Ensuite, elle se reconcentre sur le cours. Cette fois, elle a l'air vraiment absente. Sa main aux doigts tachés d'encre bleue contre sa joue, elle plonge tête la première dans les méandres du tableau vert. Et puis, tout d'un coup, elle se reprend, fronce les sourcils, recopie machinalement le corrigé de l'exercice sur sa feuille. Elle a une jolie écriture, ronde et étoilée, je l'aie déjà vue.

Un sourire éclaire son visage : le professeur dont la sagesse et la gentillesse transparaissent à chaque explication vient de faire une blague. Il est bienveillant, c'est évident. Il ne crie pas, en khôlle il ne mange pas. C'est un nounours, je crois. Il faut des gens comme ça.

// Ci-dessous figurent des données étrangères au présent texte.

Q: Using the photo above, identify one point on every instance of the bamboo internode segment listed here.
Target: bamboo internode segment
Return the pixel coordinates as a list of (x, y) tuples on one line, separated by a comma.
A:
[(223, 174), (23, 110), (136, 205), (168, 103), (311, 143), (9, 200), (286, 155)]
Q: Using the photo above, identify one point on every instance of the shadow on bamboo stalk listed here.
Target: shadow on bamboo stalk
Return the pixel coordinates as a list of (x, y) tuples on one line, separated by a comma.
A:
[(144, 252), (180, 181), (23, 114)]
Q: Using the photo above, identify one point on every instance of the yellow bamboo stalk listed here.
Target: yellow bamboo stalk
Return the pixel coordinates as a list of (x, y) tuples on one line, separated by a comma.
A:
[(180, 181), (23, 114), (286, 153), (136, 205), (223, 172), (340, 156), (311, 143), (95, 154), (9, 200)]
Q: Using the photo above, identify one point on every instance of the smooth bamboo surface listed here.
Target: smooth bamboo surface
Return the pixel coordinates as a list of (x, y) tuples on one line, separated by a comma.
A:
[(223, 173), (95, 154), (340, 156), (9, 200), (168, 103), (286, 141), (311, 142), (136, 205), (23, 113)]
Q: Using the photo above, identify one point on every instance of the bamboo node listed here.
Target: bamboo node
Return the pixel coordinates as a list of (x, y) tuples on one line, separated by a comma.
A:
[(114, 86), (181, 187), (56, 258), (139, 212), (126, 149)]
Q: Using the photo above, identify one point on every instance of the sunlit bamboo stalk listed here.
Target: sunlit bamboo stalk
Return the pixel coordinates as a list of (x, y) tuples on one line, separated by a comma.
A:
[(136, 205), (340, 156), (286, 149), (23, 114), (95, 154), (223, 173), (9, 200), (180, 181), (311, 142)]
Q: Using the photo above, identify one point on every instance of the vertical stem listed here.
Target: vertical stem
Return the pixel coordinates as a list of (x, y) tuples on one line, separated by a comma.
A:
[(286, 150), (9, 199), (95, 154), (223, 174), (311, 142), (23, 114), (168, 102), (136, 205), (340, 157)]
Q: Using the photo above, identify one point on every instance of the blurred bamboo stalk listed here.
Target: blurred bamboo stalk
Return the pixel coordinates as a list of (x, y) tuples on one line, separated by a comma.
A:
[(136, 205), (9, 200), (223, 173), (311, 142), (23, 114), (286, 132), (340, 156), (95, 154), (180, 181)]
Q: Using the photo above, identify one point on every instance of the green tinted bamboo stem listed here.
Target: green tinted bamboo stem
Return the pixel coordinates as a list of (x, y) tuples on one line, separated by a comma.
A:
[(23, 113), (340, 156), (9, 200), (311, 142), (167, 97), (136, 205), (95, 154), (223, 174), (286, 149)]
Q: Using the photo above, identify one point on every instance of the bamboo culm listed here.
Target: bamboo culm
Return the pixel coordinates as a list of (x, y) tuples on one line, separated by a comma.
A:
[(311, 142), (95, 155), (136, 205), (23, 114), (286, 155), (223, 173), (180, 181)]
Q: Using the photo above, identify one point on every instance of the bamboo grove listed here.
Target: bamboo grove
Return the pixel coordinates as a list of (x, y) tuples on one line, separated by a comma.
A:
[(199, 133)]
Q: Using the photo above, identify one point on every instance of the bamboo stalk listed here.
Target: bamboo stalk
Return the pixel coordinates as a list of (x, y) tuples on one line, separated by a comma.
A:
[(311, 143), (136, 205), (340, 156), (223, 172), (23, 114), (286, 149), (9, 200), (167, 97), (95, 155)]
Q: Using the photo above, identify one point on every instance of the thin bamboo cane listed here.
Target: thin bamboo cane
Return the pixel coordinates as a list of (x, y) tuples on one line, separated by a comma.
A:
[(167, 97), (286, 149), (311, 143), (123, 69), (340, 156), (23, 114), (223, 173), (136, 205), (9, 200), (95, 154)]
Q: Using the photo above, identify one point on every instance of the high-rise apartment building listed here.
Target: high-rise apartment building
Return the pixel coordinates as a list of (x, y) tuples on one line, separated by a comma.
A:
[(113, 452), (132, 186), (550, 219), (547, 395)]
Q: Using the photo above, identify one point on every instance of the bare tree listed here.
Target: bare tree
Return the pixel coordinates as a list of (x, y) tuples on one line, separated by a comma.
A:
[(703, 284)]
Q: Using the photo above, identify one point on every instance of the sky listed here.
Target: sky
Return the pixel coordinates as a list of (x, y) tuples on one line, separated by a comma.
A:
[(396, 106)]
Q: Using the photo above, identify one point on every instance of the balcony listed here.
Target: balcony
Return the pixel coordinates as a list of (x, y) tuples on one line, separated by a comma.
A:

  Puis, ses yeux reprennent leur teinte éteinte. De toute façon, leurs étoiles ne sont presque jamais allumées, à part en cours de physique, de temps en temps, sans qu'on ne sache réellement pourquoi. En fait, Marina, c'est toi. C'est moi. C'est tout le monde.

Moi, assis au troisième rang, je me contente de suivre le cours, les doigts tremblant légèrement.

Un éclat de rire du rang derrière le mien me parvient.

— Le dernier rang, je vous ai repérés depuis le début, annonce tout d'un coup le professeur.

J'effectue une rotation de pi sur deux pour apercevoir Andrea et Jean en train de faire des sudokus sur leur téléphone. Ils relèvent la tête, les joues rougies, et rangent leur téléphone. Le cours continue. La trotteuse de ma montre reprend sa course.